El azul tenía que ser el color de Dios. Sólo el cielo y el mar eran azules, y azules parecían las montañas, al menos vistas desde la lejanía, azules los ojos de algunas personas y azules las piedras preciosas más raras. Azul era el color más difícil y el más caro de obtener en la naturaleza para cualquier tipo de pigmentos. Y ella había conseguido mezclar los distintos pigmentos y óxidos en la proporción exacta para lograr el azul más hermoso, «el del cielo en el mediodía de Burgos en primavera».
Las pinturas de las bóvedas de la Santa Capilla estaban casi acabadas. Con la ayuda de dos oficiales, un hombre y una mujer, y tres aprendices, dos muchachas y un joven, Teresa Rendol había logrado cambiar el aspecto interior de las bóvedas. Su azul era tan intenso que casi lograba eclipsar la luz que penetraba a raudales por los amplísimos ventanales multicolores. Cada día que entraba en la Santa Capilla, Teresa Rendol seguía asombrándose de la maravillosa captura de la luz que había logrado el maestro Jacques. Y entonces se imaginaba a Enrique en Burgos, recluido en su taller, esculpiendo tallas de apóstoles, ángeles y ancianos del Apocalipsis, inspeccionando todas las cargas de madera y de piedra que llegaban a los talleres desde las canteras y desde los bosques, subido a los andamios corrigiendo a los albañiles a la hora de colocar los sillares, revisando a los encargados de preparar el mortero de cal, midiendo con su compás una y otra vez los ángulos, comprobando con la escuadra y la polea la perfecta verticalidad de muros y pilares y trazando las líneas que debían seguir los canteros. Y lo ubicaba en su casa de Burgos, tumbado en la cama, pensando en ella, y en tantas noches de amor, en tantas madrugadas despiertos hasta el alba, embriagados de amor y de deseo.

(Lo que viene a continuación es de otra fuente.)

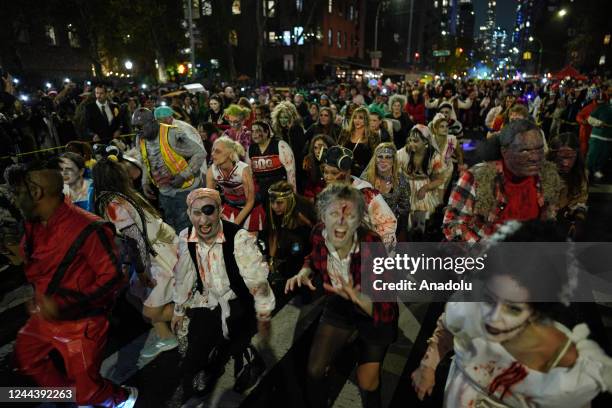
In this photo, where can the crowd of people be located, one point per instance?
(223, 203)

Hacía ya un año que las noches de Teresa eran terriblemente solitarias. Una mujer sola, en una ciudad como París, llena de estudiantes dispuestos a cualquier cosa con tal de disfrutar de un rato de juerga, era una presa demasiado fácil. Por eso, Teresa se encerraba en su casa en cuanto llegaban las primeras sombras y atrancaba con un doble cerrojo y un grueso tablón la puerta y la ventana de la planta baja. Algunas noches solía oír en su calle las voces de un grupo de jóvenes que, pasaba cantando a gritos canciones obscenas aprendidas en las tabernas más sórdidas del barrio estudiantil de la ciudad.
Teresa vivía con sus dos aprendizas, dos jóvenes que había recogido en el orfanato de un convento de monjas y a las que estaba enseñando el oficio de pintar.
—Lo echáis de menos, ¿verdad?
Teresa se quedó sorprendida ante semejante pregunta. El maestro Jacques se había acercado en sigilo mientras ella preparaba pintura dorada en un barreño.
—¿A quién os referís?
—A vuestro esposo, porque es vuestro esposo, ¿no?
—Sí, claro. Él tuvo que marcharse a Burgos a continuar con su trabajo, y yo debo acabar el que vos me encargasteis.
—Y cuando eso ocurra os marcharéis con él.
—Sí, soy su esposa, debo hacerlo.
—Si yo fuera vuestro esposo, no me hubiera separado ni un instante de vos, doña Teresa.
—Sois muy galante, maestro Jacques.
—Por cierto, el maestro Villard está en Lausana, y piensa salir pronto hacia el reino de Hungría. He recibido una carta suya fechada hace tres meses; me la ha traído un monje de la orden que fundó Francisco de Asís. Pensé que tal vez os interesara saberlo.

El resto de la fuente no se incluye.